Zombaria com Jesus

Jesus entre os ladrões. À sua esquerda, o ladrão impenitente, que zomba de Jesus e sua alma aparece sendo levada por um demônio. Do lado oposto, a alma do bom ladrão está sendo saudada por um anjo.
Vitral na Église Sainte-Walburge, em Walbourg, na França.

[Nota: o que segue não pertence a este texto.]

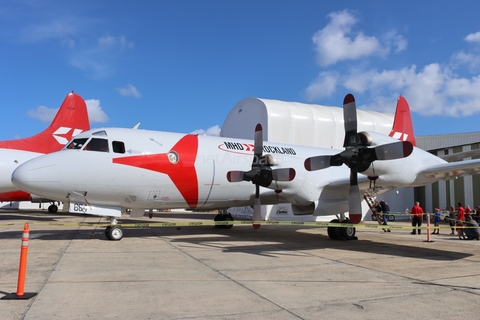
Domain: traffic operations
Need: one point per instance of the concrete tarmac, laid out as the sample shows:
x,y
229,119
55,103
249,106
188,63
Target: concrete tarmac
x,y
276,272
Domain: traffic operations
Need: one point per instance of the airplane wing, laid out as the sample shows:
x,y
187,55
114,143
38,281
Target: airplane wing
x,y
461,155
451,170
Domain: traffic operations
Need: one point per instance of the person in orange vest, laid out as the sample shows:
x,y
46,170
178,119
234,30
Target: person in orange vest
x,y
417,216
460,220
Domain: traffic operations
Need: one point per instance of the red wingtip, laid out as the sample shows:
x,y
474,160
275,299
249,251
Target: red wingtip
x,y
402,124
71,119
355,218
348,99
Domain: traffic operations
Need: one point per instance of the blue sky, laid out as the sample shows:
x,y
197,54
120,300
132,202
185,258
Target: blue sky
x,y
182,65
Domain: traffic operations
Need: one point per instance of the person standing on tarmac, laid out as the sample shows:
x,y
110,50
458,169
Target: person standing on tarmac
x,y
417,216
385,211
436,221
451,219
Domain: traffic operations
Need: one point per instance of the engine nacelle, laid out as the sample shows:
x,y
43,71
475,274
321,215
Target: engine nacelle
x,y
303,210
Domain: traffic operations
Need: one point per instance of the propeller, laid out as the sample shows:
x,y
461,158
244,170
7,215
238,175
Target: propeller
x,y
261,173
357,156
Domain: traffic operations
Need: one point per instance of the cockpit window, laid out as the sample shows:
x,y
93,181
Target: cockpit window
x,y
100,133
97,144
118,146
76,143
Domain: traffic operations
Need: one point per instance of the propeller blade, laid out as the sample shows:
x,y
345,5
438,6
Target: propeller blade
x,y
257,213
235,176
396,150
258,145
350,121
354,200
284,174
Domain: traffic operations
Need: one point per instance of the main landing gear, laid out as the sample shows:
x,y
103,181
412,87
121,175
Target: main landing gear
x,y
114,232
341,233
223,215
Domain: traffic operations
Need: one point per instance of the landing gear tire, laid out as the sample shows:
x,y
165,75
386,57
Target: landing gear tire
x,y
114,233
347,233
223,217
333,231
340,233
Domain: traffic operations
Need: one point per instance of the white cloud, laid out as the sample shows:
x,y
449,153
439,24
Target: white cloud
x,y
129,91
473,37
337,42
434,89
95,112
43,114
212,131
323,86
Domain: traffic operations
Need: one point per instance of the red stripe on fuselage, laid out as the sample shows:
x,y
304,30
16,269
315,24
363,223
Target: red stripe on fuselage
x,y
183,173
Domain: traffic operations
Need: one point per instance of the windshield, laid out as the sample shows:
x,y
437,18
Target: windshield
x,y
76,143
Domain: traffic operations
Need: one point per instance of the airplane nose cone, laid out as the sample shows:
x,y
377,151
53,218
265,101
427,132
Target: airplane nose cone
x,y
35,176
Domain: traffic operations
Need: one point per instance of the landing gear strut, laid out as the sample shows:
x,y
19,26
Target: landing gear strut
x,y
223,215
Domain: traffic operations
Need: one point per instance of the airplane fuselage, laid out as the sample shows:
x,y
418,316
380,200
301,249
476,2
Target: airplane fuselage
x,y
159,170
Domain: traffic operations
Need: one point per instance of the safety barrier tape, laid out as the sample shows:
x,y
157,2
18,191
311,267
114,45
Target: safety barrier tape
x,y
241,222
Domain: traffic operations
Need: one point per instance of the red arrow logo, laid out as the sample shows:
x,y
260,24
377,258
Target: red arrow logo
x,y
182,173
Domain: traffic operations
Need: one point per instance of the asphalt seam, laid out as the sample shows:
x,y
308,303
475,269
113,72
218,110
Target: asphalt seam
x,y
165,239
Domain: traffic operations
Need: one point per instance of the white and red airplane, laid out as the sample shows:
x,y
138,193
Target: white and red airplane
x,y
71,119
108,170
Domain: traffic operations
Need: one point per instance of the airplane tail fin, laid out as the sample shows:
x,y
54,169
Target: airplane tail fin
x,y
402,123
71,119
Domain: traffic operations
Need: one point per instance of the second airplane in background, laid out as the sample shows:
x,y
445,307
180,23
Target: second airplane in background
x,y
70,120
108,170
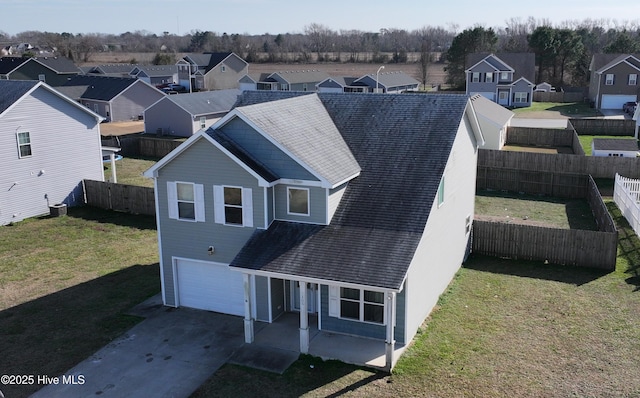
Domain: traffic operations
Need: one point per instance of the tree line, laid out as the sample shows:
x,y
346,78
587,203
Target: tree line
x,y
563,51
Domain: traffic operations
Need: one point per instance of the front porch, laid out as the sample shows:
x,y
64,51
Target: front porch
x,y
284,333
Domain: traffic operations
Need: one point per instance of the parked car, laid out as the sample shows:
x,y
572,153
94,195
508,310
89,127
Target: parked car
x,y
629,107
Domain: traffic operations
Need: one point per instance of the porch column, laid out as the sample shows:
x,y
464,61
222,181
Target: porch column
x,y
248,320
304,319
390,342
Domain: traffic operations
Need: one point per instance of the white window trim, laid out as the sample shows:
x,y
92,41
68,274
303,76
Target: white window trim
x,y
172,201
219,206
308,202
608,82
21,145
335,299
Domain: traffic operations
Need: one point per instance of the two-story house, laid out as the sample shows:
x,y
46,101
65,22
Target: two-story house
x,y
211,71
48,145
55,71
505,78
613,80
352,211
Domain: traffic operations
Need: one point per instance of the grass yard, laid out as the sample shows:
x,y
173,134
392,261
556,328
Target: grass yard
x,y
65,286
586,140
569,109
129,171
502,329
535,210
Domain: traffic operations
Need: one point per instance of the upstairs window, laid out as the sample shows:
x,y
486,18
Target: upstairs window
x,y
609,79
298,201
185,201
233,206
24,144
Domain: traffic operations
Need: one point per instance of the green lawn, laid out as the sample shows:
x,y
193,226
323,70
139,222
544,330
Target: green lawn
x,y
572,109
502,329
65,285
129,171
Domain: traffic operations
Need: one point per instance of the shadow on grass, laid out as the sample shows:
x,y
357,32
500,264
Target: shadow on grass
x,y
51,334
534,269
628,246
308,375
575,110
90,213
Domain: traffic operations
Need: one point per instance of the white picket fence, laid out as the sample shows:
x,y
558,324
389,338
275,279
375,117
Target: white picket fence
x,y
626,194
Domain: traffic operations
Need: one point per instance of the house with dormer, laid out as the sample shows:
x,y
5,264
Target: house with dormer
x,y
211,71
351,211
506,79
613,80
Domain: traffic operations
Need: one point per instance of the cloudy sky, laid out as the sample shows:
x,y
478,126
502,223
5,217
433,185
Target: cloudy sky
x,y
291,16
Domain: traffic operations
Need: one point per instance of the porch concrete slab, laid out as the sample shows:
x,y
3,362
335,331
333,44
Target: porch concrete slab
x,y
171,353
265,358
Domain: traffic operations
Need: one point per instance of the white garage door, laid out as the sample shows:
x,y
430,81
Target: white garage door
x,y
610,101
209,286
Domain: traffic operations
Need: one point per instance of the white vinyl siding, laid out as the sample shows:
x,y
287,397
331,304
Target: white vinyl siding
x,y
233,205
186,201
24,144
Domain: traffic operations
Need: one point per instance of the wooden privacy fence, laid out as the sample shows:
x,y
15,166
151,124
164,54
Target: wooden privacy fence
x,y
604,126
594,249
120,197
598,167
626,194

Zombaria com Jesus é o nome utilizado para vários episódios da vida de Jesus nos Evangelhos e um tema da arte cristã. Entre as ocasiões que Jesus foi zombado estão o momento seguinte ao seu julgamento no Sinédrio e antes de sua crucificação. Estes eventos são todos parte da Paixão. De acordo com as narrativas evangélicas, Jesus profetizou que seria zombado (Mateus 20:19, Marcos 10:34 e Lucas 18:32), o que ocorreu em três estágios: o primeiro imediatamente depois de seu julgamento, o segundo logo depois de sua condenação por Pôncio Pilatos e finalmente quando já estava na cruz.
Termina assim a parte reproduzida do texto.